Despite Légió Hungária receiving state backing, Hungary’s Supreme Court reportedly upheld a police ban on the 2023 “Day of Honor,” finding: “Extreme groups are expected to appear at this event. The holding of the event in their presence may be accompanied by considerable attack on public order and peace.”
But, as a 2023 State Department report noted, neo-Nazis sidestepped the ban.
“Media outlets reported that despite the police ban, several hundred extreme-right and neo-Nazi sympathizers gathered in the Buda Castle to commemorate ‘Day of Honor.’ Police successfully prevented them from clashing with a group of 100-200 Hungarian and international counter-protesters in the area,” the report reads.
“According to statements by police, antifascist demonstrators elsewhere in the city assaulted several individuals they assumed to be affiliated with the extreme right,” the report continues.
“Similarly, extreme right sympathizers reportedly attacked groups they took to be antifascist demonstrators.”
The circumstances of violence allegedly committed by antifascists in Budapest is telling, Joscelyn told Raw Story.

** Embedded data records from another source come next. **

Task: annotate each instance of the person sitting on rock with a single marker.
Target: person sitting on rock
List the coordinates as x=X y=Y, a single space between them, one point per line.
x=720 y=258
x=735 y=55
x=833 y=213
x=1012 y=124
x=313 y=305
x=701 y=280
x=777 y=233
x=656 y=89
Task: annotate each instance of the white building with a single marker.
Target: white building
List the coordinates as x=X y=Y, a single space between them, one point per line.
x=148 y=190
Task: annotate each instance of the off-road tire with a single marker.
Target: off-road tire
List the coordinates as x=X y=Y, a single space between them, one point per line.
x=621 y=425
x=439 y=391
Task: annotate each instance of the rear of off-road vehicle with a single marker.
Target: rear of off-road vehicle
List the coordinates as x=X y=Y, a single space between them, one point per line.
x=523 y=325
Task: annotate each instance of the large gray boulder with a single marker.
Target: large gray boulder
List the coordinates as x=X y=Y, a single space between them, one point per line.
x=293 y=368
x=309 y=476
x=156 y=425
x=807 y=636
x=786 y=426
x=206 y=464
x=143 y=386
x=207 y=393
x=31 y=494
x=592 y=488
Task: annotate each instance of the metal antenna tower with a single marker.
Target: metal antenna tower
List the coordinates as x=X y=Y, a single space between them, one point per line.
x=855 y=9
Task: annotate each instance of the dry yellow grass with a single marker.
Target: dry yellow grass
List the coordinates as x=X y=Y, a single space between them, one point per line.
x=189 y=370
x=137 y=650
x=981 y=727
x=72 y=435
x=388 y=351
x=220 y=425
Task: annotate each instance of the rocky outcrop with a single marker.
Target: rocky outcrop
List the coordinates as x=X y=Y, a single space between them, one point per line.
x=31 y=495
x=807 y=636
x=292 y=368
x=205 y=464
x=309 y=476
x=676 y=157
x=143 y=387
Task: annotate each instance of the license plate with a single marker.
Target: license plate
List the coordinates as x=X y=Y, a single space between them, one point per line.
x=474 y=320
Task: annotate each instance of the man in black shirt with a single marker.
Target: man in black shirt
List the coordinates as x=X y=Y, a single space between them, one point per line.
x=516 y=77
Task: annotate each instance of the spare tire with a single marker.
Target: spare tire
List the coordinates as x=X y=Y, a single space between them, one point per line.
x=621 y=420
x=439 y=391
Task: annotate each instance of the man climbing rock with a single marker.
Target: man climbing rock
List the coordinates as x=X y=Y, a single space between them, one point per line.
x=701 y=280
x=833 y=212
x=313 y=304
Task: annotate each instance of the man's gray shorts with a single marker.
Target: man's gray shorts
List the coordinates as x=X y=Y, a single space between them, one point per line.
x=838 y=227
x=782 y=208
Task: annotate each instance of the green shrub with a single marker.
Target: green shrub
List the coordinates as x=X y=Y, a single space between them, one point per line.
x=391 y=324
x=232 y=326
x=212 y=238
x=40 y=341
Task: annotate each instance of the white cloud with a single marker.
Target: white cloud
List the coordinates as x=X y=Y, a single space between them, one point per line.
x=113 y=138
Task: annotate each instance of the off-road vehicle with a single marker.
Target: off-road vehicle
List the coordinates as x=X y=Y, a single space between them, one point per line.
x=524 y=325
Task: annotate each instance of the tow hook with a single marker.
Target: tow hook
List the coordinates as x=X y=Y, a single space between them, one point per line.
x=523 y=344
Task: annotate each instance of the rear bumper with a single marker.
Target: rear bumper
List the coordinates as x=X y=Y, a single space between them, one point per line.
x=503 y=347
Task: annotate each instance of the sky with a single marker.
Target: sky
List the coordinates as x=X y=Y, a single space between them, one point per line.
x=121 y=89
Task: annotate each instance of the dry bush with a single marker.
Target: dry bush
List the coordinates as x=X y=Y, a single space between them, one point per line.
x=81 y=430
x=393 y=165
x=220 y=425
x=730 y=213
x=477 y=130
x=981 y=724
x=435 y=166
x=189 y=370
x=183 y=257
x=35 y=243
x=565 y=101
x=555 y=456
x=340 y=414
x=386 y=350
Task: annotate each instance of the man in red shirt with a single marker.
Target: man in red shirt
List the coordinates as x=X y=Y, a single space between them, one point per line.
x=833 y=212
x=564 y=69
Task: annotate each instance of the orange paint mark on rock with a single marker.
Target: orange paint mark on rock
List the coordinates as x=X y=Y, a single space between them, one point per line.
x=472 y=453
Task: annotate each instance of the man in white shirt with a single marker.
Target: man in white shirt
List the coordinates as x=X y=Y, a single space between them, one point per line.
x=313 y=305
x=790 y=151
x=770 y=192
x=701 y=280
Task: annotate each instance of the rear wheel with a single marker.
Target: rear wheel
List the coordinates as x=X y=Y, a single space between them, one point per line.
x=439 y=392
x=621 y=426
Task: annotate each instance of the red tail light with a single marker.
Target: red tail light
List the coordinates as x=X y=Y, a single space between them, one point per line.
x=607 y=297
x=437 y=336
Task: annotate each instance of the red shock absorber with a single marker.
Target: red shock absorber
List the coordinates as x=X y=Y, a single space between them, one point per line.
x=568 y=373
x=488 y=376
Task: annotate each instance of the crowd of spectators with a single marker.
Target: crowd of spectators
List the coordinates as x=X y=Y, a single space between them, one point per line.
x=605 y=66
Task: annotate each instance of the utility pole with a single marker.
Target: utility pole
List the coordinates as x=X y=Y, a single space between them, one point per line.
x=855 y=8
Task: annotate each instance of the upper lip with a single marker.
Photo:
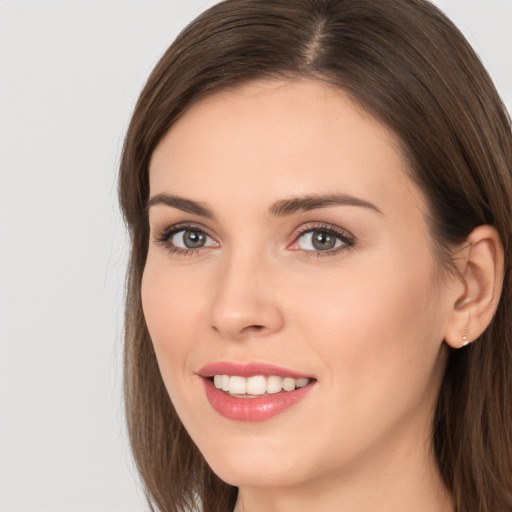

“The U.S. went from designating al-Qaida for the 9/11 hijacking to designating overseas antifa adherents for brawling with neo-Nazis,” he said.
The State Department’s selective sanctions against antifascists while turning a blind eye to neo-Nazi violence reveals the Trump administration’s actual objectives, Joscelyn added.
“You saw even during the No Kings protests there were very prominent MAGA Republicans that said this was an extremist effort and warning of violence and warning of events that didn’t happen.
“That shows how desperate the administration and its supporters are to portray its opposition as extremists. The concept of antifa is the cudgel they’re using to bash their opposition.”